Die Aussgangssituation, vor gut einem Monat, als wir ankamen, war folgende: Seit ein, zwei Monaten sind einige neue Straßenkinder in Prachodana, die nicht in die Schule gehen, weil es einfach zu riskant wäre. Sie könnten weglaufen, waren entweder noch nie in der Schule oder sind verhaltensauffällig, aufgrund einer ehemaligen Abhängigkeit.
Während dieser Großteil nicht da ist, beschäftigen wir uns mit den im Hostel bleibenden Kindern. Die Gruppe, da sie quasi immer im Hostel ist, wächst uns schnell ans Herz. Anfangs wissen wir gar nicht, wie wir sie unterrichten sollen, so ganz ohne Englisch ist das bisschen schwer. Und wie sollen wir ihnen bitte Mathe beibringen? Dazu kommt, dass sie erstmal die Zeiten für "Class" und "Games" nicht so wirklich unterscheiden, und mitten in einer Englischstunde fragen: „Games, Miss? Please!“ und mit ihren großen braunen Augen klimpern. Das jetzt gerade Unterricht ist, scheint ihnen manchmal noch zu entfallen.

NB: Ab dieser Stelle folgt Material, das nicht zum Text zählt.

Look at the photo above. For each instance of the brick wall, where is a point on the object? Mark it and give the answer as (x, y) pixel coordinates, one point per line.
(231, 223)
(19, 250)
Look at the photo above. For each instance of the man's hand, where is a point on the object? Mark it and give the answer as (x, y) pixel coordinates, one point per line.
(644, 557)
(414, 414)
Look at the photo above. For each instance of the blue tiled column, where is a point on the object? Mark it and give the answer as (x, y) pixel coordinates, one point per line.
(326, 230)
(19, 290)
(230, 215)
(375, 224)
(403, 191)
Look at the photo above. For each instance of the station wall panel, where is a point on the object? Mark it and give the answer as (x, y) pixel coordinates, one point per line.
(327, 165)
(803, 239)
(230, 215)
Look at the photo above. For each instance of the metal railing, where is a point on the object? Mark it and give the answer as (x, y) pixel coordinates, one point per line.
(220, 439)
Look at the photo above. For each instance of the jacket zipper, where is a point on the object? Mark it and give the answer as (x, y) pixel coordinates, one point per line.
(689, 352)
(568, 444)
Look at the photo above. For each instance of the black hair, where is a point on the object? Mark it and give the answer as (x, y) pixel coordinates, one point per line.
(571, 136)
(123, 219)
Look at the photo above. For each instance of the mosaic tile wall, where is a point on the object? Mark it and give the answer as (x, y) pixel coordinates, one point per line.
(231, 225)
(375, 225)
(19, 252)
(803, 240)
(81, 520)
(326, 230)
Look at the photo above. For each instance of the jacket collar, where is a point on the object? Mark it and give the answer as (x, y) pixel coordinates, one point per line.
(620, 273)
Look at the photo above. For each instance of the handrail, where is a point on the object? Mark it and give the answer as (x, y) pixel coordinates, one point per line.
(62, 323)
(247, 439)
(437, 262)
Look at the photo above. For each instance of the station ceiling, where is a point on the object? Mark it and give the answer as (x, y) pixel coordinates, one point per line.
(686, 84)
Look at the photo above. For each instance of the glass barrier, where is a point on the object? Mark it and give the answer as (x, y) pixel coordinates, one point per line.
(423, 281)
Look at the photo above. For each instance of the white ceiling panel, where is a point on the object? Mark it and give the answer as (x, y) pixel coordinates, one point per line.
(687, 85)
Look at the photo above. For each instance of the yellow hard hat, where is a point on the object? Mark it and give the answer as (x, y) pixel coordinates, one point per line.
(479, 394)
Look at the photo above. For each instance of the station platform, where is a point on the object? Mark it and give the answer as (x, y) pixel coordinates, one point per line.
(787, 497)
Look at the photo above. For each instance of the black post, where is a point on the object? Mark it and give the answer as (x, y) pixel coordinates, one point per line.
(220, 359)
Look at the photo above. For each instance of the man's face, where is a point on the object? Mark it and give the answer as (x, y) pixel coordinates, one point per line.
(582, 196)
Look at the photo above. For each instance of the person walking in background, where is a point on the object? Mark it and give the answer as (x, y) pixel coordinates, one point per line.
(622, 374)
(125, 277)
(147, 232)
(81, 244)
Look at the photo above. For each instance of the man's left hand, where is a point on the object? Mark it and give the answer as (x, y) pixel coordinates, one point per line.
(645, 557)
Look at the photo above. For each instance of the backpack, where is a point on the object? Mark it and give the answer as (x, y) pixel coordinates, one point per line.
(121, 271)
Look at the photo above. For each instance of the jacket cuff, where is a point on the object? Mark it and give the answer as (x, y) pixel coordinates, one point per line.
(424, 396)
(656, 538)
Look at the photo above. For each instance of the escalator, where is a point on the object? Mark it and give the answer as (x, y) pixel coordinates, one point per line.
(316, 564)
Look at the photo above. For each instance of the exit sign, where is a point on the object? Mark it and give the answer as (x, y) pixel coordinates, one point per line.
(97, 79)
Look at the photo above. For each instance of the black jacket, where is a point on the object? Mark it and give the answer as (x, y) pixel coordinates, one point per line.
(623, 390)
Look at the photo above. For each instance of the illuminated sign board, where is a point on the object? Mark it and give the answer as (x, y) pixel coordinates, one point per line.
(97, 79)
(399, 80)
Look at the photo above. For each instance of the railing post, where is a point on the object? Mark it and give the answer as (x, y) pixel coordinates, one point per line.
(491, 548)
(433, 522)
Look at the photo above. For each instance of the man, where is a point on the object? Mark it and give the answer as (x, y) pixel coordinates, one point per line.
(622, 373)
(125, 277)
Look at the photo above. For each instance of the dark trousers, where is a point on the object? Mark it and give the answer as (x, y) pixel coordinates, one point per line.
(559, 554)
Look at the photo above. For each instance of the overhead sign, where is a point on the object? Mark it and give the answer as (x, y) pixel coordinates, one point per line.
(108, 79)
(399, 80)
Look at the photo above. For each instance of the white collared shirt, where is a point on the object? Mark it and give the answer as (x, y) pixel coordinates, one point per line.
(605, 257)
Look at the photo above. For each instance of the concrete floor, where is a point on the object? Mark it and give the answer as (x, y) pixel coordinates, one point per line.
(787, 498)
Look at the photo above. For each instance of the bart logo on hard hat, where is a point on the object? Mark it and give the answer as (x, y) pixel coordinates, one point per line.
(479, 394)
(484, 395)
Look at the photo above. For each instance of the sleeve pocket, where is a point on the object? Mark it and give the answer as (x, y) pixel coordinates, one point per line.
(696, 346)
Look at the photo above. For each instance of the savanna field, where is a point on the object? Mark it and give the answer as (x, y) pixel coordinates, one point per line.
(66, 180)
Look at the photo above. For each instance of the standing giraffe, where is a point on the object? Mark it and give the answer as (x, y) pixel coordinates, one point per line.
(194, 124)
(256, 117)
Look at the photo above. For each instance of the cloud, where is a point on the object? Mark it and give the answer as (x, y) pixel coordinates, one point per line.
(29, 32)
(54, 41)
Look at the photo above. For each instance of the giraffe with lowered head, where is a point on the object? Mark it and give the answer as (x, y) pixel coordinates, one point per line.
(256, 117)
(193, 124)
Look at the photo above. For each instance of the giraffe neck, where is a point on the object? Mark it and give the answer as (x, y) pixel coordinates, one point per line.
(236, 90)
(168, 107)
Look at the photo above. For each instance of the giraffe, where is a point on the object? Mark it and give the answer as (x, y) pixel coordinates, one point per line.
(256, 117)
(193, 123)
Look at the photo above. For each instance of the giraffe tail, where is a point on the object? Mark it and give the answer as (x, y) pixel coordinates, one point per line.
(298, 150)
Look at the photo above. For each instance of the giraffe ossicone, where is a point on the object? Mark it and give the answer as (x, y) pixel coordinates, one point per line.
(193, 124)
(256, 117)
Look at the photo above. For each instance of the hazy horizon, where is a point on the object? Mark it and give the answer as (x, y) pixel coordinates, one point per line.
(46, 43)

Doch die Kleinen sind schnell total eifrig, fragen ständig wann endlich wieder die nächste class ist, und nach einer Woche kommen wir in die Study-Hall und sie sitzen schon in Reihen vor der Tafel. Große helfen Kleinen, die Kinder mit viel Schulerfahrung anderen mit wenig Schulerfahrung. Außerdem funktioniert die Technik des tausendfachen Wiederholens sowie das Lernen mit Bildern. Unser Lied zu Beginn der Stunde haben sie ziemlich schnell drauf: „Good morning, good morning, good morning to yoouuuu“, nur die zweite Zeile mit der Frage „How are you?“ geht noch schwer über die Lippen. Wir beschließen irgendwann, sie auch mal was schreiben zu lassen. Und beginnen mit den Körperteilen, die auf der Tafel so aussehen:
.... Und in ihren Heften so:
Gerade in Mathe lassen sie sich nicht alle zusammen unterrichten. Zu groß sind die Unterschiede der Wissenstände. Deswegen machen wir zwei Gruppen, Franzi nimmt die Kleinen, Jule nimmt die Großen. Bei den Großen sind manche richtig fit, und total engagiert dabei, vorallem als es ans Rechnen mithilfe der geliebten Uno-Karten geht. Bei den Kleinen wird schon das zählen bis 10 auf Englisch zur Herausforderung. Hier lautet die Devise "Üben, Üben, Üben".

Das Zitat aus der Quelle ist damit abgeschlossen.